McALLEN — Robert Lopez was shirtless again, looking to get the angle just right.
About a month before his new job announcement, Lopez was at the beach — his cardinal rule for any shirtless picture. Beaches and pools. But many people who know Lopez know what he looks like without a shirt — thanks in part to a Men’s Health magazine photoshoot — or with a tequila shot in his hand — from his online video series of sipping shots with South Texas personalities.
“As long as it’s cool with Steve and my mom,” Lopez, 38, said of his online presence.
Both have pledged their endorsement, perhaps none larger than this week’s announcement when Steve Ahlenius, President of the McAllen Chamber of Commerce, said that Lopez would lead tourism in McAllen, with his new role as vice president of Visit McAllen, the Chamber’s Convention and Visitors Bureau. Ahlenius talked about Lopez’s leadership and perspective, and said he “earned this opportunity” after seven years working in sales at the chamber.
The choice has surprised some who only know Lopez from social media, and Ahlenius said the two have discussed all that comes with the elevated role.
“We’ve certainly had our conversations about this,” Ahlenius said in an interview. “There’s a whole other level of scrutiny and politics that comes with it.”
Lopez’s promotion to a higher-profile and more visible job did not surprise people who work with him regularly, as they said he has given a new twist to a role that is often, across the state, occupied by the same person for a long time.
“He’s really sharp and creative,” said Rebecca Olaguibel, who works frequently with Lopez in her job as the city of McAllen’s director of retail development.
The job announcement comes at an inflection point for McAllen’s marketing efforts, as the city continues its aggressive approach to combat what officials here view as negative attention associated with McAllen. Since 2014, McAllen has been a ground zero of sorts for migration from Central America to the United States. International news organizations, politicians and even celebrities and professional athletes have flocked to McAllen.

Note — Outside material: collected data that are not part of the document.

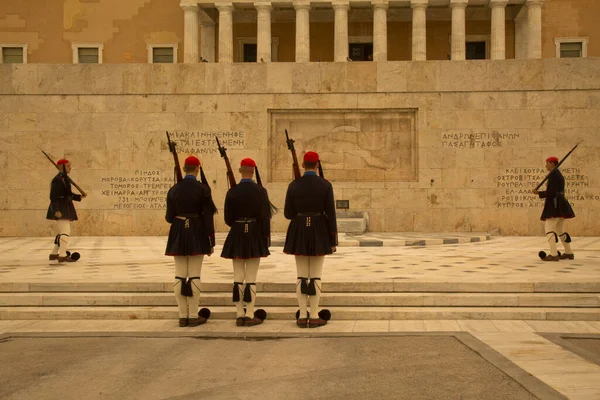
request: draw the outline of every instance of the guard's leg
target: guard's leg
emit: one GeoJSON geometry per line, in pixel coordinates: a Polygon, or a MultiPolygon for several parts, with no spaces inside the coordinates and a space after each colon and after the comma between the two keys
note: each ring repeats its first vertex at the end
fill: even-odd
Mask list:
{"type": "MultiPolygon", "coordinates": [[[[187,278],[188,271],[188,257],[186,256],[175,256],[175,276],[180,278],[187,278]]],[[[186,326],[188,319],[188,304],[187,296],[181,294],[181,286],[183,282],[181,279],[175,278],[173,283],[173,293],[177,300],[177,308],[179,309],[179,326],[186,326]]]]}
{"type": "Polygon", "coordinates": [[[310,301],[310,318],[308,320],[309,328],[317,328],[327,323],[326,320],[319,316],[319,301],[321,300],[321,274],[323,273],[324,260],[324,256],[310,257],[310,283],[308,285],[308,299],[310,301]]]}
{"type": "Polygon", "coordinates": [[[324,256],[310,257],[310,283],[308,285],[310,297],[308,300],[310,302],[310,316],[312,318],[317,318],[319,315],[319,301],[321,300],[321,274],[323,273],[324,260],[324,256]]]}
{"type": "Polygon", "coordinates": [[[245,278],[245,264],[246,260],[233,259],[233,302],[235,303],[235,309],[237,314],[236,324],[243,326],[244,318],[244,278],[245,278]],[[240,320],[241,318],[241,320],[240,320]]]}
{"type": "MultiPolygon", "coordinates": [[[[296,282],[296,296],[298,297],[298,307],[300,314],[298,321],[304,321],[306,326],[306,318],[308,317],[308,258],[307,256],[296,256],[296,271],[298,280],[296,282]]],[[[302,322],[298,322],[300,326],[302,322]]]]}
{"type": "Polygon", "coordinates": [[[559,218],[548,218],[544,224],[546,238],[548,239],[548,245],[550,246],[550,255],[552,257],[558,257],[558,250],[556,243],[558,242],[558,234],[556,233],[556,225],[559,218]]]}
{"type": "Polygon", "coordinates": [[[561,255],[561,259],[573,260],[575,257],[573,256],[573,250],[571,249],[571,235],[568,232],[565,232],[565,220],[564,218],[559,218],[556,224],[556,233],[558,234],[558,238],[562,242],[565,248],[565,254],[561,255]]]}
{"type": "Polygon", "coordinates": [[[260,258],[246,260],[246,287],[244,289],[244,302],[246,303],[246,318],[254,318],[254,304],[256,303],[256,276],[260,258]]]}
{"type": "Polygon", "coordinates": [[[190,256],[188,257],[188,277],[198,279],[192,279],[192,297],[188,297],[188,315],[190,318],[196,318],[198,316],[198,308],[200,304],[200,274],[202,273],[202,263],[204,262],[204,255],[190,256]]]}
{"type": "Polygon", "coordinates": [[[187,297],[189,325],[198,326],[206,323],[206,318],[198,315],[200,304],[200,274],[204,255],[188,257],[188,277],[190,278],[192,296],[187,297]],[[192,279],[193,278],[193,279],[192,279]]]}
{"type": "Polygon", "coordinates": [[[58,234],[60,235],[58,243],[58,256],[62,258],[67,256],[69,235],[71,235],[71,221],[59,219],[56,221],[56,225],[58,226],[58,234]]]}

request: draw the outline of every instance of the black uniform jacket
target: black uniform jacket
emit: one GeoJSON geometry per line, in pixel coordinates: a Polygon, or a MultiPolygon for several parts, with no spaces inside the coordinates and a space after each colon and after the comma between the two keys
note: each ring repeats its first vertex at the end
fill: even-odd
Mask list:
{"type": "Polygon", "coordinates": [[[565,178],[554,168],[548,176],[548,186],[545,191],[538,192],[544,202],[541,220],[548,218],[574,218],[575,213],[565,197],[565,178]]]}
{"type": "Polygon", "coordinates": [[[335,201],[331,183],[316,174],[305,174],[290,183],[285,198],[289,220],[284,252],[295,255],[331,254],[337,246],[335,201]]]}
{"type": "Polygon", "coordinates": [[[215,245],[214,203],[210,188],[193,178],[184,178],[167,193],[171,223],[166,255],[209,254],[215,245]]]}
{"type": "Polygon", "coordinates": [[[271,209],[265,188],[243,180],[229,189],[225,197],[225,223],[231,230],[223,244],[222,257],[247,259],[269,255],[271,209]]]}
{"type": "Polygon", "coordinates": [[[67,175],[59,172],[50,184],[50,206],[46,213],[46,219],[66,219],[69,221],[77,220],[77,212],[73,205],[73,200],[81,201],[81,195],[71,191],[71,182],[67,175]],[[62,216],[57,218],[55,212],[60,211],[62,216]]]}

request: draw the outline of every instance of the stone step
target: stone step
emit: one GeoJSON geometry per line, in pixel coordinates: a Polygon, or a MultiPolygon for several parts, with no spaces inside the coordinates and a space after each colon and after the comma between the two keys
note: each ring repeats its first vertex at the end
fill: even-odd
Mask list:
{"type": "MultiPolygon", "coordinates": [[[[336,320],[557,320],[599,321],[598,308],[327,307],[336,320]]],[[[210,307],[211,318],[234,319],[235,307],[210,307]]],[[[297,307],[265,307],[268,319],[294,319],[297,307]]],[[[1,307],[0,320],[176,319],[177,307],[1,307]]]]}
{"type": "MultiPolygon", "coordinates": [[[[294,292],[295,282],[257,282],[257,290],[294,292]]],[[[231,282],[202,283],[203,292],[230,292],[231,282]]],[[[4,292],[171,292],[173,282],[0,282],[4,292]]],[[[580,282],[323,282],[325,292],[600,293],[600,281],[580,282]]]]}
{"type": "MultiPolygon", "coordinates": [[[[206,306],[231,306],[230,292],[201,296],[206,306]]],[[[295,293],[260,293],[257,306],[295,306],[295,293]]],[[[598,307],[599,294],[588,293],[324,293],[324,307],[598,307]]],[[[0,293],[0,307],[174,306],[172,292],[0,293]]]]}

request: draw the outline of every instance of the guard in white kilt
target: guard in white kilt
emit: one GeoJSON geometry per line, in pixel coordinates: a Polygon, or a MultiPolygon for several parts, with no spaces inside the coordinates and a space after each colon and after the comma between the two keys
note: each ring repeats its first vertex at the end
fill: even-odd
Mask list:
{"type": "Polygon", "coordinates": [[[317,175],[319,155],[309,151],[303,161],[304,175],[290,183],[285,198],[285,217],[291,221],[283,251],[296,256],[296,324],[316,328],[331,317],[329,310],[319,312],[319,300],[324,256],[336,251],[337,223],[333,187],[317,175]]]}
{"type": "Polygon", "coordinates": [[[245,158],[240,163],[241,181],[225,197],[225,223],[231,227],[221,257],[233,262],[233,302],[237,326],[262,324],[267,314],[254,311],[256,276],[261,257],[269,254],[271,243],[271,203],[260,183],[256,163],[245,158]],[[255,183],[252,176],[256,171],[255,183]]]}
{"type": "Polygon", "coordinates": [[[557,164],[558,158],[556,157],[546,159],[546,169],[550,171],[548,186],[546,190],[541,192],[533,190],[535,194],[540,196],[540,199],[545,199],[544,210],[540,219],[544,221],[550,254],[540,254],[543,261],[575,259],[571,249],[571,236],[565,232],[564,228],[565,219],[575,218],[575,213],[565,197],[565,178],[560,170],[556,168],[557,164]],[[565,248],[565,252],[561,255],[558,255],[558,249],[556,248],[559,239],[565,248]]]}
{"type": "Polygon", "coordinates": [[[183,180],[167,193],[165,219],[171,229],[165,254],[175,257],[173,291],[179,307],[179,326],[198,326],[210,317],[208,309],[198,313],[198,304],[204,255],[210,256],[215,246],[216,208],[210,188],[196,179],[200,160],[194,156],[186,158],[183,171],[183,180]]]}
{"type": "Polygon", "coordinates": [[[77,221],[77,211],[75,211],[73,201],[81,201],[86,196],[71,191],[71,182],[67,176],[71,172],[69,160],[63,158],[58,160],[56,165],[60,172],[50,184],[50,205],[46,219],[56,221],[58,235],[54,237],[54,248],[48,259],[58,262],[74,262],[79,259],[79,253],[71,255],[67,251],[71,235],[71,221],[77,221]]]}

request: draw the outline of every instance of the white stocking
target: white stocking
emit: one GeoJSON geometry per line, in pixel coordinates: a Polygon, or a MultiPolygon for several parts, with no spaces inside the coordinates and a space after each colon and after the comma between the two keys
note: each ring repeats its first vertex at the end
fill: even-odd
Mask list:
{"type": "Polygon", "coordinates": [[[254,318],[254,304],[256,303],[256,276],[260,266],[260,258],[249,258],[246,261],[246,285],[250,286],[251,301],[246,303],[246,317],[254,318]]]}
{"type": "Polygon", "coordinates": [[[555,257],[558,255],[558,250],[556,249],[556,239],[558,236],[558,233],[556,232],[556,225],[558,220],[559,218],[548,218],[544,224],[546,238],[548,239],[548,244],[550,245],[550,255],[555,257]]]}
{"type": "Polygon", "coordinates": [[[568,236],[565,233],[565,220],[563,218],[559,218],[558,223],[556,224],[556,234],[565,248],[565,254],[573,254],[571,243],[566,242],[568,236]]]}
{"type": "MultiPolygon", "coordinates": [[[[299,318],[307,317],[308,295],[302,293],[302,279],[308,279],[308,259],[307,256],[296,256],[296,271],[298,272],[298,281],[296,283],[296,295],[298,296],[298,307],[300,308],[299,318]]],[[[306,282],[308,285],[308,282],[306,282]]]]}
{"type": "Polygon", "coordinates": [[[311,295],[308,300],[310,302],[310,317],[319,317],[319,301],[321,300],[321,274],[323,273],[324,256],[309,257],[309,277],[311,285],[314,284],[315,294],[311,295]],[[318,278],[318,279],[315,279],[318,278]]]}
{"type": "Polygon", "coordinates": [[[236,309],[236,313],[237,313],[237,318],[243,318],[244,317],[244,303],[243,303],[243,299],[244,299],[244,279],[246,277],[246,268],[245,268],[245,261],[246,260],[240,260],[240,259],[233,259],[233,282],[234,282],[234,288],[233,290],[235,290],[235,285],[237,283],[237,290],[238,290],[238,294],[239,294],[239,298],[240,301],[236,301],[235,302],[235,309],[236,309]]]}

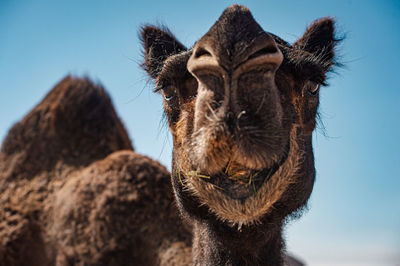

The conversations resulting from that attention are almost entirely related to immigration issues. Federal laws are such that hundreds of thousands of asylum-seeking migrants have stopped through McAllen shortly after crossing the southern border. The attention on the city may have peaked last summer, when the Trump administration separated thousands of migrant families at the border.
But from the family separations crisis, McAllen officials saw an opportunity, with so much focus on the city, though for reasons mostly out of the city’s control. The chamber of commerce, in cooperation with the city, launched a $414,500 advertising campaign in early June 2018. It was not a direct response to the Trump administration’s immigration policy, the McAllen officials said, but the timing aligned.
“It can help deflect some of this negativity that the rest of the world is seeing out there toward our area,” said Nancy Millar at the time, who served as Lopez’s predecessor for more than 20 years and whom Lopez credits for helping him join the chamber.
The advertising campaign featured videos, digital and print advertising promoting McAllen as a destination, which is how the city has tried to brand itself, holding destination-style events that could encourage out of town guests to spend the night and spend money in the city.
The descriptors Ahlenius used when he discussed the 2018 marketing effort is markedly similar to the way Lopez looks at his job.
“I see all the immigration issues as a way to embrace our culture even more,” Lopez said. “How can we utilize our location on the border in the best possible ways?”
He noted the city’s focus on sports tourism, with the new youth baseball complex in north McAllen as an avenue to host tournaments.
“Let’s be the No. 1 destination for international sports,” he said, citing already-held youth baseball tournaments with teams from Texas and Mexico.
He mentioned MXLAN, the inaugural arts and music festival that launched in July, an ambitious endeavor that city officials were cautiously optimistic about but ended in a success of more than 80,000 visitors and scores of music, food and other entertainment. Following the event, the magazine Texas Monthly wrote positively with the headline: “How McAllen’s New Festival Could Change the Valley’s Music Scene.”
Lopez did not run that event or spearhead the idea, but if an event like MXLAN is any indication of the city’s brand, Lopez pointed a younger and ambitious generation in McAllen of which he considered himself a member. He also cited various people under 40 years old who are leading city departments or local non-profit organizations.
The average age in the Rio Grande Valley is 29, and two McAllen city commissioners elected just this year are under 40 years old. One, Commissioner Victor “Seby” Haddad, has known Lopez for decades.
“Bob is always looking to break the mold a little bit,” Haddad said. “If you’ve been around him at any events, he’s extremely passionate about the things going on here.”